En premier lieu, saisis de la question visant à déterminer si la formation de jugement statuant définitivement sur un litige pouvait être identique à la formation de jugement ayant décidé, dans le cadre de ce même litige, à surseoir à statuer par une décision avant dire droit dans l’attente d’une mesure de régularisation en application de l’article L. 600-5-1 du code de l’urbanisme, les juges du Palais Royal ont répondu par la positive.

En effet, il a été jugé « qu’il ne résulte d’aucun texte ni d’aucun principe général du droit que la composition d’une formation de jugement statuant définitivement sur un litige doive être distincte de celle ayant décidé, dans le cadre de ce même litige, de surseoir à statuer par une décision avant-dire droit dans l’attente d’une mesure de régularisation ».

En second lieu, le Conseil d’Etat était saisi de la question de la portée des dispositions de l’article L. 122-9 du code de l’urbanisme lorsqu’est invoquée l’atteinte à une espèce avifaune montagnarde.

Aux termes des dispositions précitées : « les documents et décisions relatifs à l’occupation des sols comportent les dispositions propres à préserver les espaces, paysages et milieux caractéristiques du patrimoine naturel et culturel montagnard ».

En l’espèce, la cour administrative d’appel avait écarté le moyen tiré de ce que les projets litigieux porteraient atteinte à la chouette chevêchette d’Europe en méconnaissance des dispositions de l’article L. 122-9 du code de l’urbanisme en considérant que ces dispositions ne protégeaient pas des risques pesant sur les avifaunes.

L’association requérante, à l’appui de son recours, soutenait que la cour avait commis une erreur de droit en considérant que les dispositions de l’article L. 122-9 du code de l’urbanisme n’avait pour objet de protéger l’avifaune.

Le Conseil d’Etat, qui a décidé de juger l’affaire au fond, n’a pas été sensible à cette argumentation et a rejeté le moyen considérant que si les dispositions de l’article L. 122-9 du code de l’urbanisme permettaient de contester utilement l’atteinte que causerait un projet aux milieux montagnards et, par suite, aux habitats naturels qui s’y trouvent situés,  mais que ces dispositions n’avaient « en revanche pas pour objet de prévenir les risques que le projet faisant l’objet de la décision relative à l’occupation des sols serait susceptible de causer à une espèce animale caractéristique de la montagne ».

Et, le fichage de la décision est le suivant : « Sans préjudice des autres règles relatives à la protection des espaces montagnards, l’article L. 122-9 du code de l’urbanisme prévoit que dans les espaces, milieux et paysages caractéristiques du patrimoine naturel et culturel montagnard, les documents et décisions relatifs à l’occupation des sols doivent être compatibles avec les exigences de préservation de ces espaces.

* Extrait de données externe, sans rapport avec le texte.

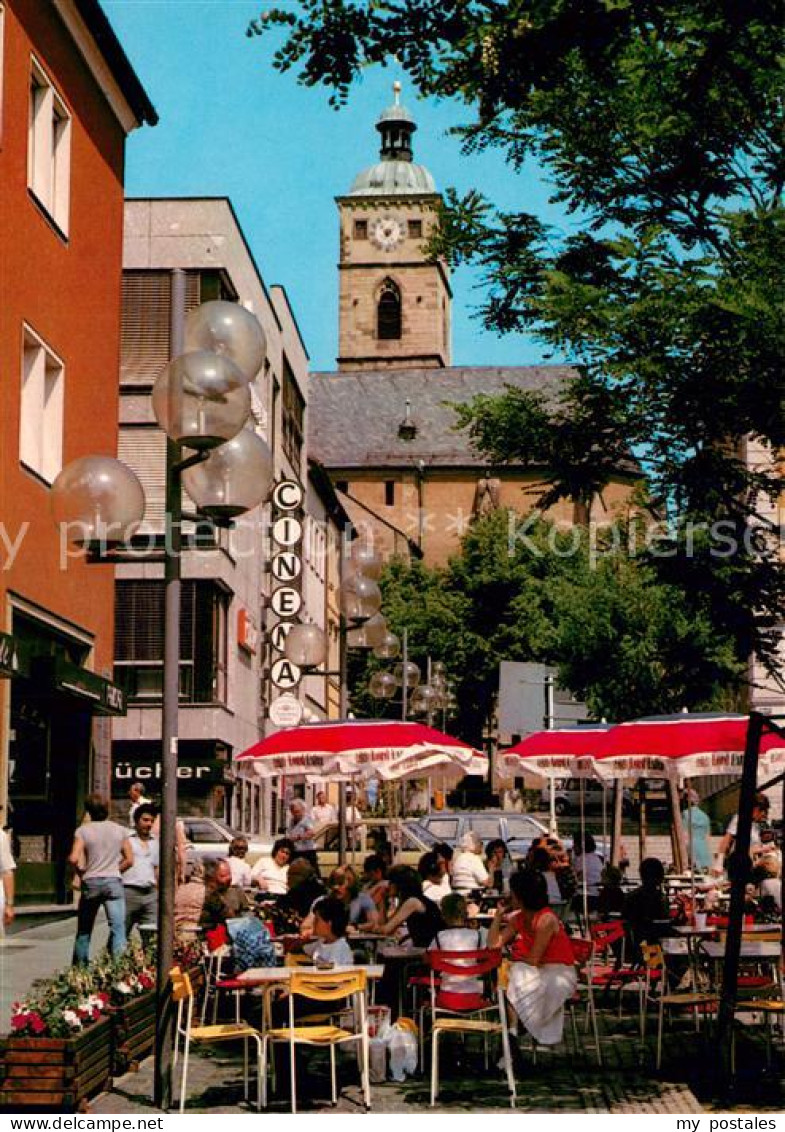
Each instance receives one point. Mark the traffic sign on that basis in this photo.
(286, 711)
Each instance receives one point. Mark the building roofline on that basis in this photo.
(282, 290)
(326, 490)
(227, 200)
(110, 46)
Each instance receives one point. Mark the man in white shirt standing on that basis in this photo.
(271, 873)
(760, 813)
(7, 866)
(100, 855)
(141, 881)
(323, 812)
(468, 871)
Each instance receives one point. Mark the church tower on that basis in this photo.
(394, 303)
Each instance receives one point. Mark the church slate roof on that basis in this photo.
(353, 416)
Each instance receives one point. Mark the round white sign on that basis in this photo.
(279, 634)
(286, 566)
(287, 531)
(284, 674)
(286, 601)
(288, 496)
(286, 711)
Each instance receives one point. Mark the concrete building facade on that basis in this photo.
(69, 101)
(227, 581)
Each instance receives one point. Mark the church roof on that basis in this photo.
(392, 178)
(355, 414)
(395, 173)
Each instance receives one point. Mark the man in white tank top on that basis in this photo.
(100, 855)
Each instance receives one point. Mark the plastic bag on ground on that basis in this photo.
(402, 1046)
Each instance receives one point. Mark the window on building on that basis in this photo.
(146, 316)
(138, 641)
(49, 147)
(41, 410)
(292, 418)
(389, 311)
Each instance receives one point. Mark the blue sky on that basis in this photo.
(231, 126)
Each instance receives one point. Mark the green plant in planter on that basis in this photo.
(65, 1004)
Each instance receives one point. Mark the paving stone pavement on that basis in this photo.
(562, 1081)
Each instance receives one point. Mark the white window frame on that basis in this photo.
(49, 147)
(41, 408)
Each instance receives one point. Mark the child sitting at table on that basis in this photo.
(458, 936)
(330, 944)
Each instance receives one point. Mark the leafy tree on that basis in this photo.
(659, 125)
(522, 590)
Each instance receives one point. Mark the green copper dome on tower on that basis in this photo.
(395, 173)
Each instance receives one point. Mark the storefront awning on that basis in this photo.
(9, 659)
(107, 699)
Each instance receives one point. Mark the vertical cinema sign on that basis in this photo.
(287, 569)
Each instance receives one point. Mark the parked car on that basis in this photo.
(517, 830)
(409, 842)
(207, 837)
(568, 797)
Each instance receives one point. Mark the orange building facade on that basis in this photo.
(66, 108)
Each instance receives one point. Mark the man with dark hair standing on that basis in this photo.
(141, 881)
(100, 855)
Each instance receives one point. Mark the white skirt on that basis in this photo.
(538, 994)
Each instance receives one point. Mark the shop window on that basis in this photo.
(49, 145)
(138, 636)
(42, 408)
(389, 311)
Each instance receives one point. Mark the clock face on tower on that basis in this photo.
(386, 232)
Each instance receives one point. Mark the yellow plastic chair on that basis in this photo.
(326, 987)
(186, 1032)
(463, 1025)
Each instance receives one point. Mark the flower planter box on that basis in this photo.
(60, 1073)
(134, 1027)
(133, 1032)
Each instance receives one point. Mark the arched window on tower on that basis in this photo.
(389, 311)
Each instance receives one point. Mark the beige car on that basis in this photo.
(408, 842)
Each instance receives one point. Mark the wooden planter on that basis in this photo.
(133, 1032)
(60, 1073)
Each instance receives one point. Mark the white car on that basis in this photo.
(207, 837)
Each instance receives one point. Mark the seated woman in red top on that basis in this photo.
(543, 974)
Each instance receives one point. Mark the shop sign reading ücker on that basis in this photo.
(287, 598)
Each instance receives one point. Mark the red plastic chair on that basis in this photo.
(453, 1012)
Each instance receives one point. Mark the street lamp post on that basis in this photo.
(360, 626)
(202, 401)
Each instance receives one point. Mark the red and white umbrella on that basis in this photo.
(562, 752)
(559, 753)
(389, 748)
(682, 746)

Pour satisfaire à cette exigence de compatibilité, les documents et décisions mentionnés ci-dessus doivent comporter des dispositions de nature à concilier l’occupation du sol projetée et les aménagements s’y rapportant avec l’exigence de préservation de l’environnement montagnard prévue par la loi. Si ces dispositions permettent, à l’appui d’un recours pour excès de pouvoir contre les documents et décisions relatifs à l’occupation des sols en zone de montagne, de contester utilement l’atteinte que causerait l’un des projets énumérés à l’article L. 122-2 du code de l’urbanisme aux milieux montagnards et, par suite, aux habitats naturels qui s’y trouvent situés, il résulte de leurs termes mêmes qu’elles n’ont en revanche pas pour objet de prévenir les risques que le projet faisant l’objet de la décision relative à l’occupation des sols serait susceptible de causer à une espèce animale caractéristique de la montagne ».

Ainsi, le Conseil d’Etat refuse que la protection du milieu montagnard née des dispositions de l’article L. 122-9 du code de l’urbanisme soit étendue aux espèces animales montagnardes.

Rejetant également les autres moyens soulevés, qui ne portaient aucune question de droit nouvelle, le Conseil d’Etat a rejeté la requête.